The Japanese Government believe that this attitude, in view of the present economic condition of China, would in the long run prove to be most beneficial to the Chinese people. Furthermore, even though the proposed loan might be made on the condition that its proceeds should be devoted exclusively to administrative use, it would not be practicable in the present situation to secure the strict observance of such a condition. It is more than possible that such funds will be used for purposes other than strictly administrative as has been experienced repeatedly since the time of the first Reorganization Loan. Before consenting to grant the loan now sought by China, therefore, it would be well for the Powers interested to study thoroughly the general financial condition of China, with special regard to the method of consolidating the foreign loans, and also to the possible effects of the increase of revenues to be realized by the application of the new tariff rates. It would not be too late then to decide upon whether the loan should be made or not.

The Japanese Government are well aware that the consolidation of the loans of the Chinese Government, both foreign and domestic, is a matter of prime importance for the strengthening of the fiscal foundation of that Government, and they have felt it to be their duty [Page 801] to insist strongly upon the consolidation of all the loans furnished to China by Japanese bankers. But it would seem to the Japanese Government that what the Chinese Government is principally concerned about in seeking the proposed loan is merely to acquire the advance and it is not at all clear to what extent that Government is prepared sincerely to carry out the consolidation of foreign loans.
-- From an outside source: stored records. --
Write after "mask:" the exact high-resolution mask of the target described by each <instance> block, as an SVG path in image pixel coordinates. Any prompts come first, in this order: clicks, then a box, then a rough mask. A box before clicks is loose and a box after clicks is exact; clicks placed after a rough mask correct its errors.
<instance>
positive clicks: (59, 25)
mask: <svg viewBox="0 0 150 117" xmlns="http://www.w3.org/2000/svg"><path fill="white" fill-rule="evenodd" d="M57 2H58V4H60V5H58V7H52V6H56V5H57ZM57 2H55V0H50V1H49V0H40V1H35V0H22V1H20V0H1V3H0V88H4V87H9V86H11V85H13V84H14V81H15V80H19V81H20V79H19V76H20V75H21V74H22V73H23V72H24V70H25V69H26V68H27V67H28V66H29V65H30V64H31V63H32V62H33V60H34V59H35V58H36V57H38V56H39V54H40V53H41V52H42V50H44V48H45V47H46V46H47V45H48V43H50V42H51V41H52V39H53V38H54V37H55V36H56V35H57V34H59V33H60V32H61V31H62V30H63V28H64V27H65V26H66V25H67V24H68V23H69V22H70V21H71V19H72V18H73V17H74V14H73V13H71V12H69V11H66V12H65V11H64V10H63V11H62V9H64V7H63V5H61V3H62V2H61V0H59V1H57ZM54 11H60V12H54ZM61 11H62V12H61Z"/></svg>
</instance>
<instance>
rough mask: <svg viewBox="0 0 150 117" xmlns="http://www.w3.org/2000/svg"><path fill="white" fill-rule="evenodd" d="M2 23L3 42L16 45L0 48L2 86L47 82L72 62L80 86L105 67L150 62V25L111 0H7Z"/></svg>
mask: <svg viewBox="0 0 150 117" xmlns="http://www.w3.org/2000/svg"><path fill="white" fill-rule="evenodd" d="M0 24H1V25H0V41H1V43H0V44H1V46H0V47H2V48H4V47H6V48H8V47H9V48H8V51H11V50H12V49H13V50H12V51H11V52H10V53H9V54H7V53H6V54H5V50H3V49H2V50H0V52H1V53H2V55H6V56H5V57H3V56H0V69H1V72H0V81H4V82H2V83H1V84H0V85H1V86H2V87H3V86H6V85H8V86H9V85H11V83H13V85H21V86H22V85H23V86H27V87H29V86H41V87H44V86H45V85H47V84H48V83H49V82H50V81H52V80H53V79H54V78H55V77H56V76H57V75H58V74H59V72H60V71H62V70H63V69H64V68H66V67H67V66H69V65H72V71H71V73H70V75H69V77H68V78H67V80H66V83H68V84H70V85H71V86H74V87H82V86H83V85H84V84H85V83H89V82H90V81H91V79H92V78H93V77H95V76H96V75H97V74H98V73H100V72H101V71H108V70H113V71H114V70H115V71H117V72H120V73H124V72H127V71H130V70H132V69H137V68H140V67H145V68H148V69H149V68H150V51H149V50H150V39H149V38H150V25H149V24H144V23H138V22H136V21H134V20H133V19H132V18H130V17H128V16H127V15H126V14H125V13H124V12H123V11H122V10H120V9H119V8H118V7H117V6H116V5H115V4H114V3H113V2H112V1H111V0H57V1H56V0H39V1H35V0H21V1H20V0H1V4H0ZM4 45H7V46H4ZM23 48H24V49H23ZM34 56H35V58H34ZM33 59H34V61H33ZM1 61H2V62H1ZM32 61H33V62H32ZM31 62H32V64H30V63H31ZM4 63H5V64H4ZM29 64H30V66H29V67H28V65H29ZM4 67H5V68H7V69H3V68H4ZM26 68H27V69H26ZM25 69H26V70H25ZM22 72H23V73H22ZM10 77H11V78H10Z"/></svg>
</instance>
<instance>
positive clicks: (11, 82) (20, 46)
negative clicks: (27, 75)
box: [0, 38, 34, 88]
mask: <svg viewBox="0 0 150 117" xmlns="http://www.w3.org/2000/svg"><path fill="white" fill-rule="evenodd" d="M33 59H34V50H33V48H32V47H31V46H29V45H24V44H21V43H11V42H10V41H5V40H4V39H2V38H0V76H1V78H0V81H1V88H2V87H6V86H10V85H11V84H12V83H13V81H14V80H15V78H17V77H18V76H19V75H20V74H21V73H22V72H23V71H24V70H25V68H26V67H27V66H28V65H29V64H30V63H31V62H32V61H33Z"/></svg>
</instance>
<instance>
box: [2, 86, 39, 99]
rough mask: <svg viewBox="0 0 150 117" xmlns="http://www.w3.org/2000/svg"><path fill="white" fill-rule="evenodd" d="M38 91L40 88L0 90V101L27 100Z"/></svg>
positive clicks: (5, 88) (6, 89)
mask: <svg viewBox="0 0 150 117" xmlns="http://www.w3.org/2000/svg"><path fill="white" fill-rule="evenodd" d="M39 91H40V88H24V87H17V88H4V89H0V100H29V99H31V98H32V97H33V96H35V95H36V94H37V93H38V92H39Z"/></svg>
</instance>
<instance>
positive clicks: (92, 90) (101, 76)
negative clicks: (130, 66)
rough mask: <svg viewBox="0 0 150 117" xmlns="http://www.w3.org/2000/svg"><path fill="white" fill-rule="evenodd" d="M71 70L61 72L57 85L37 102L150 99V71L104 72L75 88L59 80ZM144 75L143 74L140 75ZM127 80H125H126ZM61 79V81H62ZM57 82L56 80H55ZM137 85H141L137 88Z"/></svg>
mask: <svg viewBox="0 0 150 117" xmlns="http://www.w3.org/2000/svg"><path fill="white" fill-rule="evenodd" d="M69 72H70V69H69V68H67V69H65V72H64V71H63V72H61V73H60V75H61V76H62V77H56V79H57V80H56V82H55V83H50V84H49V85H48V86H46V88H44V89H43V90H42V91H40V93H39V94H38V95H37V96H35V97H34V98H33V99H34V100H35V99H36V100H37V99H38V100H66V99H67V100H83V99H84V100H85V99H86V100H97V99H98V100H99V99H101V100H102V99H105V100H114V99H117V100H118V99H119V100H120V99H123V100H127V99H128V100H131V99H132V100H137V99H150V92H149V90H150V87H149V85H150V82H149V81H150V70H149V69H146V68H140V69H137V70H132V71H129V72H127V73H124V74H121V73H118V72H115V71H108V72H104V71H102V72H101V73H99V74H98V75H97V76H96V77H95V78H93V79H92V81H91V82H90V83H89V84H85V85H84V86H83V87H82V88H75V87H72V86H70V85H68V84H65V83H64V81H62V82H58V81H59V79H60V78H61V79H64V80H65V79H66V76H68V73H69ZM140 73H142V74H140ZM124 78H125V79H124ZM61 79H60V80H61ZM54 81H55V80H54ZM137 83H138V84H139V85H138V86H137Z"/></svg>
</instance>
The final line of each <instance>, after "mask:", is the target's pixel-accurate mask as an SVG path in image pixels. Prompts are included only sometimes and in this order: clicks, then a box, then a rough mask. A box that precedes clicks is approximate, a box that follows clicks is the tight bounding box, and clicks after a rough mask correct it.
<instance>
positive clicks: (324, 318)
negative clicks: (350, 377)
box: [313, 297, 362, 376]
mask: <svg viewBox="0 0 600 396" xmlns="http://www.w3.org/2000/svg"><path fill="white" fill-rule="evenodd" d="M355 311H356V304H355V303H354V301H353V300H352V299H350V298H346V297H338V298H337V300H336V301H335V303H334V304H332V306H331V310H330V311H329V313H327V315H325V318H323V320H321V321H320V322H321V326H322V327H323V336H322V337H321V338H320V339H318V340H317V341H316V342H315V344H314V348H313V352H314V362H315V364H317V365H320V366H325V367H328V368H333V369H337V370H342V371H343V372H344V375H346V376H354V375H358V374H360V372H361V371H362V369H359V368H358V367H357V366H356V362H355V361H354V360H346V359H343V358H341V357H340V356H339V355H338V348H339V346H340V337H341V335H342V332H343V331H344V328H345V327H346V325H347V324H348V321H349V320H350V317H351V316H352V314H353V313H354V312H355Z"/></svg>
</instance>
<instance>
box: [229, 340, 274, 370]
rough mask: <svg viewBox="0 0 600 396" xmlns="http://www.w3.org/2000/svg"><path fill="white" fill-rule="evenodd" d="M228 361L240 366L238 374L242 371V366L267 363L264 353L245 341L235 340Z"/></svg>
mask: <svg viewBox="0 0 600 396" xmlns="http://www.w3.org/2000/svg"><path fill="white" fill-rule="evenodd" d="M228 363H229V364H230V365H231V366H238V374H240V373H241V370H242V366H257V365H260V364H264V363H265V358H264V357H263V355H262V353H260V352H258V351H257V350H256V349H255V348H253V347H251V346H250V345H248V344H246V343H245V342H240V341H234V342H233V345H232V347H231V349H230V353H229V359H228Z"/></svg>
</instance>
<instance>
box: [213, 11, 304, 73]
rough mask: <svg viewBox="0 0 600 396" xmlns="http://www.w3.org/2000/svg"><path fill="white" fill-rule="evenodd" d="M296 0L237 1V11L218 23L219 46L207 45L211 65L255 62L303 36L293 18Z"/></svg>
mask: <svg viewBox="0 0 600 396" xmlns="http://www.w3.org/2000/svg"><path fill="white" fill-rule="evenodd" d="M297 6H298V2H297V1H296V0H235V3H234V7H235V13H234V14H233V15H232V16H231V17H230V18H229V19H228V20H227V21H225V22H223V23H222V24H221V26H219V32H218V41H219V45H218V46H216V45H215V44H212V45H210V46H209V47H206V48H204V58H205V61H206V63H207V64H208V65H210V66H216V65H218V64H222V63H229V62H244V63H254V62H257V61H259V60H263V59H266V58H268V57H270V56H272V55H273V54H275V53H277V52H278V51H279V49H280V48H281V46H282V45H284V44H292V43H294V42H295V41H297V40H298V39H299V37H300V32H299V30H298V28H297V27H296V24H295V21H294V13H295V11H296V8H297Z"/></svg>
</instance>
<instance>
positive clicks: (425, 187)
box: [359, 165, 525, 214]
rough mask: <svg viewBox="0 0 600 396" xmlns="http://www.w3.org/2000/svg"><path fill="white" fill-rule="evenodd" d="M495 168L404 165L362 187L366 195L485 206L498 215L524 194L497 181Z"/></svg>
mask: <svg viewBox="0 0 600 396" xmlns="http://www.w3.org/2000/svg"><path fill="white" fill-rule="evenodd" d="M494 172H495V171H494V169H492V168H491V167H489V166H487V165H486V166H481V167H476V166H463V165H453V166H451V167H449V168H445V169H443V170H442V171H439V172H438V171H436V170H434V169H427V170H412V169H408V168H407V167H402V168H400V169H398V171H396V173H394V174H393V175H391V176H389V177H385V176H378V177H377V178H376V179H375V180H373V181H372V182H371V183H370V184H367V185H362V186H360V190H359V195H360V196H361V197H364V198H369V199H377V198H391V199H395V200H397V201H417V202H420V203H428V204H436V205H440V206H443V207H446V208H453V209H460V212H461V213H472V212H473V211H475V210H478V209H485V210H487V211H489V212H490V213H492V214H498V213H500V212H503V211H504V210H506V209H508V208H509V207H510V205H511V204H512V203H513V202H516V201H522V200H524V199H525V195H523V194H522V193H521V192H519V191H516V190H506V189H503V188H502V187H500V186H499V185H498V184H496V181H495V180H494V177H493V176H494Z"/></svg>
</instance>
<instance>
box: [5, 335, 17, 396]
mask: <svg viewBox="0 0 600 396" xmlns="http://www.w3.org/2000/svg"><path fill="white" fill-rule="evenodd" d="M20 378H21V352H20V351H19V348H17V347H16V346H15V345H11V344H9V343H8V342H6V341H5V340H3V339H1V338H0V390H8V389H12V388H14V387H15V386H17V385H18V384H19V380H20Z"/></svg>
In this regard, also, it would be necessary, if satisfactory results are to be obtained, for the Powers interested to consider previously the ways and means of consolidating those loans and to approach the Chinese Government with a definite plan on that point. The Japanese Government do not consider the question of furnishing financial assistance to China simply as one which arises between the Consortium and the Chinese Government, but rather as an important question of general policy toward China upon which any discord among the Powers concerned would be accompanied with grave results. The Japanese Government are perfectly willing, in the spirit of the treaties and resolutions of the Washington Conference, to extend friendly assistance to China; but, as explained at length hereinbefore, assistance to China, in their understanding, is not synonymous with immediate material assistance to the Government at Peking; it consists rather in taking such measures as will be conducive to the general welfare of the Chinese people.

Upon the question now under discussion, the Japanese Government have no other desire than to adhere to the policy which they have consistently pursued heretofore, and they are not unprepared, under that policy, to continue the consideration, in common with the other Powers concerned, of the probable effects of further loans to China, and of the time and method of furnishing them. They are moreover inclined to believe that the special tariff conference soon to be convened might well provide a fit occasion for the Powers interested to consider in concert the general question of the financial reorganization of China. They hesitate, however, for the reasons enunciated above, to change their view that it would be premature to extend immediate financial assistance to the Peking Government. It is therefore hoped that the Japanese view as set forth above may commend itself to the favorable reception of the Government of the United States and that no step that would involve a grave departure from the policy previously agreed upon among the Powers concerned may be taken at this time.